In its December 3, 2009 filing on Form-10-Q (here), Dell disclosed that on November 20, 2009, it had entered a written agreement to pay $40 million to settle the consolidated securities class action lawsuit pending against the company and certain of its directors and officers.

 

What makes the $40 million Dell settlement noteworthy is not its amount but its timing – the settlement comes not only after the securities lawsuit had been dismissed with prejudice at the district court level, but following oral argument on the plaintiffs’ subsequent appeal to the Fifth Circuit.

 

On September 13, 2006, the first of four securities class action lawsuits were filed in the Western District of Texas against Dell and four individual defendants, as well as against the company’s outside auditor. The plaintiffs’ 340-page Consolidated Amended Complaint (here) alleges that the company had a "culture of deception" and that it had used "fraudulent accounting" to inflate its revenues by $463 million for fiscal years 2003 through the 2006.

 

The plaintiffs further alleges that the individual defendants took advantage of the company’s inflated share price to unload millions of dollars of their personal holdings in the company stock – indeed, in the case of company founder, Michael Dell, the plaintiffs alleged that he had sold billions of dollars of company stock.

 

In an opinion dated October 6, 2008, Judge Sam Sparks granted the defendants’ motions to dismiss, with prejudice. The plaintiffs appealed to the Fifth Circuit. According to Dell’s most recent 10-Q, oral argument on the appeal took place before the Fifth Circuit on September 1, 2009. Thereafter, and while the appeal was still pending, the parties reached the settlement agreement described above. The parties jointly request that the Fifth Circuit remand the case so that the district court could consider the proposed class settlement.

 

As surprising as it is for a case to have settled following dismissal and while appeal was pending, this peculiar settlement timing is not entirely unprecedented. Most notably, the parties to the Bristol- Myers Squibb securities class action lawsuit agreed to settle that case for $300 million while the case was on appeal to the Third Circuit following the district court’s dismissal.

 

But even though it may have happened before for a securities case to be settled while on appeal following dismissal, the timing of the $40 million Dell settlement – coming as it did shortly after oral argument – does leave you wondering why the case settled when it did.

 

In her blog Footnoted (here), Michelle Leder, who was the first to note and report on the Dell settlement disclosure, speculates that the appeal "had to have gone really poorly" for the company to settle after securing dismissal in the court below.
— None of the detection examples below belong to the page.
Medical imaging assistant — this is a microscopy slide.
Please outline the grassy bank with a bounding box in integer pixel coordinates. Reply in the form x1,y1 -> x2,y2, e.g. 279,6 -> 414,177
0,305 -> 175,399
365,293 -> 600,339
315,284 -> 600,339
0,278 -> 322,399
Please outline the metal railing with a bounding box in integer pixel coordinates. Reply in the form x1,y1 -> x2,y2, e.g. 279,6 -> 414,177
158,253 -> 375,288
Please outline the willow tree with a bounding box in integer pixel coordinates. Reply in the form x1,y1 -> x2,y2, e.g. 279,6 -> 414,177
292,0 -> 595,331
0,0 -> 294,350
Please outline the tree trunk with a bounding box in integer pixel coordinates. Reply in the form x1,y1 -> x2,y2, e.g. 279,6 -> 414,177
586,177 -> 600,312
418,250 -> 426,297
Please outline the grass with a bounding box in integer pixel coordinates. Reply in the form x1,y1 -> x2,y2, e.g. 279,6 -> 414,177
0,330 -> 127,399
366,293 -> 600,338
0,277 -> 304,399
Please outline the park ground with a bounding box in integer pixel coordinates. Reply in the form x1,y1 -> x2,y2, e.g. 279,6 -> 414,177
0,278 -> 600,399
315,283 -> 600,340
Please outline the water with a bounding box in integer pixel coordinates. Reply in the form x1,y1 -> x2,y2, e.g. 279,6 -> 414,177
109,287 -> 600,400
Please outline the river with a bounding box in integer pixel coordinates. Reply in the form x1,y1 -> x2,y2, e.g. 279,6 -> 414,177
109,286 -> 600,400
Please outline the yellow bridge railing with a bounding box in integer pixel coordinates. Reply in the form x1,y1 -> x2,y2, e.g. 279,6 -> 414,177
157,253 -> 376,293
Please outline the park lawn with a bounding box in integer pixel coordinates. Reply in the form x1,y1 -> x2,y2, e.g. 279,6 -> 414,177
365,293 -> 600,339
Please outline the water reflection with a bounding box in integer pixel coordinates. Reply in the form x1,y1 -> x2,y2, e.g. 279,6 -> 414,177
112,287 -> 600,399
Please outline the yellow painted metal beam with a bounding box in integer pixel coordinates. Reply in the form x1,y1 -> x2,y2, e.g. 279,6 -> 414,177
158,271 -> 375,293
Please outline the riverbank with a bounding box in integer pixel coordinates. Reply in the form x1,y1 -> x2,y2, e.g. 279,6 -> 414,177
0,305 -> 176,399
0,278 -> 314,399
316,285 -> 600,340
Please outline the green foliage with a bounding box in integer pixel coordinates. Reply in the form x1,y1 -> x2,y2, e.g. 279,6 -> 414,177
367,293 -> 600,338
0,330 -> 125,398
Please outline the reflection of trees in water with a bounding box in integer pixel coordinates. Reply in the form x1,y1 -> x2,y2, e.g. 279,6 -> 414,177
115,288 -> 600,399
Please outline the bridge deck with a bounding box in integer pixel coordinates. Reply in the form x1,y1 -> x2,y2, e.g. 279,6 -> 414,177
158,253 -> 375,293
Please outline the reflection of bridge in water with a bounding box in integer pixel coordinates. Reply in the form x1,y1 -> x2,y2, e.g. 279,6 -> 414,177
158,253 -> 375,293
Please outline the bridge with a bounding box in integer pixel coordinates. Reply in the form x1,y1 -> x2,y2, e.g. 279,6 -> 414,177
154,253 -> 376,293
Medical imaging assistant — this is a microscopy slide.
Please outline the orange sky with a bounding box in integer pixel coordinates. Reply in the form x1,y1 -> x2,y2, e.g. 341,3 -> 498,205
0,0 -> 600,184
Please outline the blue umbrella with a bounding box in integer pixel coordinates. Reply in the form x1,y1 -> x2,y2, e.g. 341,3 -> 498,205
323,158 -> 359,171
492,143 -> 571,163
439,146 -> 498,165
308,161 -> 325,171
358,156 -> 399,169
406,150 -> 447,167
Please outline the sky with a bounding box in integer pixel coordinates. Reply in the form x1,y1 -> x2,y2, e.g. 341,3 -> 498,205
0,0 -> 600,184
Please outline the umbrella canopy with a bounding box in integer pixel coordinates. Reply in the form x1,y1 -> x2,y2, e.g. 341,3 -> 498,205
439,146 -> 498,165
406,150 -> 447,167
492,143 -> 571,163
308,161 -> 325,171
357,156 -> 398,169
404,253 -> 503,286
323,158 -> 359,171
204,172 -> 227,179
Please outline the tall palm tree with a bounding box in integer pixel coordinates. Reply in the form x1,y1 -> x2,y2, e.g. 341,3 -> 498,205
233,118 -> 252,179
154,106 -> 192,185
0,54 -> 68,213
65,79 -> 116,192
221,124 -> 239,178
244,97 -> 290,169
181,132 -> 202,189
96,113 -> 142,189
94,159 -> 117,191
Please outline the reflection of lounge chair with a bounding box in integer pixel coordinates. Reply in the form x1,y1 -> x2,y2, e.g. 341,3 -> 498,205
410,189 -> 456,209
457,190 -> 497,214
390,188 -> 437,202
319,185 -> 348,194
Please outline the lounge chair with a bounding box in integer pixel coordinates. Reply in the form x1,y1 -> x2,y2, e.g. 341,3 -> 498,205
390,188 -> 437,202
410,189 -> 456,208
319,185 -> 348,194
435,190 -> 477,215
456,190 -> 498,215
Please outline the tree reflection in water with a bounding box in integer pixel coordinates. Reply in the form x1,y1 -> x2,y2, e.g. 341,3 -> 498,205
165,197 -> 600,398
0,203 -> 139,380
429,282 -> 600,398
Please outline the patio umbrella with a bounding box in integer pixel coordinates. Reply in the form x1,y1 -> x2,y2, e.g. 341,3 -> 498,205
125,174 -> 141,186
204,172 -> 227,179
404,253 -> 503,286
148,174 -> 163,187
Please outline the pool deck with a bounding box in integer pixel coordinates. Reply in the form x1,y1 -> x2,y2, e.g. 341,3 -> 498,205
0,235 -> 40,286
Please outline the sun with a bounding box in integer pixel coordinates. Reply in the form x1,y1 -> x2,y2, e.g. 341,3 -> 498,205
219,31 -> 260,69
To a certain extent, Leder’s speculation seems plausible. Why else would the company agree to pay $40 million to settle a case that it had already managed to get dismissed?

 

There are some other possibilities. The first is that the company just wanted the case gone. Old cases, even those that are going reasonably well, don’t get better with age. More that one litigant has thrown money at a case just to get rid of it, and for a company with annual revenues of $12.9 billion and third quarter earnings of $337 million, the $40 million settlement (to the extent not funded by insurance) could represent a regrettable but relatively small cost of doing business.

 

Another possibility is that the plaintiffs are the ones for whom oral argument had gone poorly, and that thereafter for the first time they were willing to negotiate in a range that Dell was willing to consider.

 

Whatever the reason for the odd settlement timing, the fact that the parties were able to settle a case while on appeal and after oral argument shows that in a securities lawsuit, the possibility for a deal is always somewhere on the table.

 

Very few securities suits go to trial – in general, the cases either are dismissed or they settle. And, as the Dell case shows, sometimes a case can be both dismissed and settled.

 

Readers who have insight they can share about why the Dell case settled when it did are cordially invited to pass that information along. If I learn anything interesting from readers, I will add it to this post. Anonymity for those who need it will be scrupulously protected.

 

UPDATE: Alison Frankel has a very interesting December 7, 2009 post on the Am Law Litigation Daily (here) about the Dell settlement, including additional procedural history and statements from the plaintiffs’ counsel about the settlement.

 

In closing, I should add a note of appreciation for the Footnoted blog. Michelle Leder consistently reports nuggets she has unearthed by digging through companies’ SEC filings. As a result of her diligence, she regularly reports perceptive and interesting things that no one else has noticed. Her site demonstrates the incredible value and power of a really good blog. Footnoted, everyone here at The D&O Diary salutes you.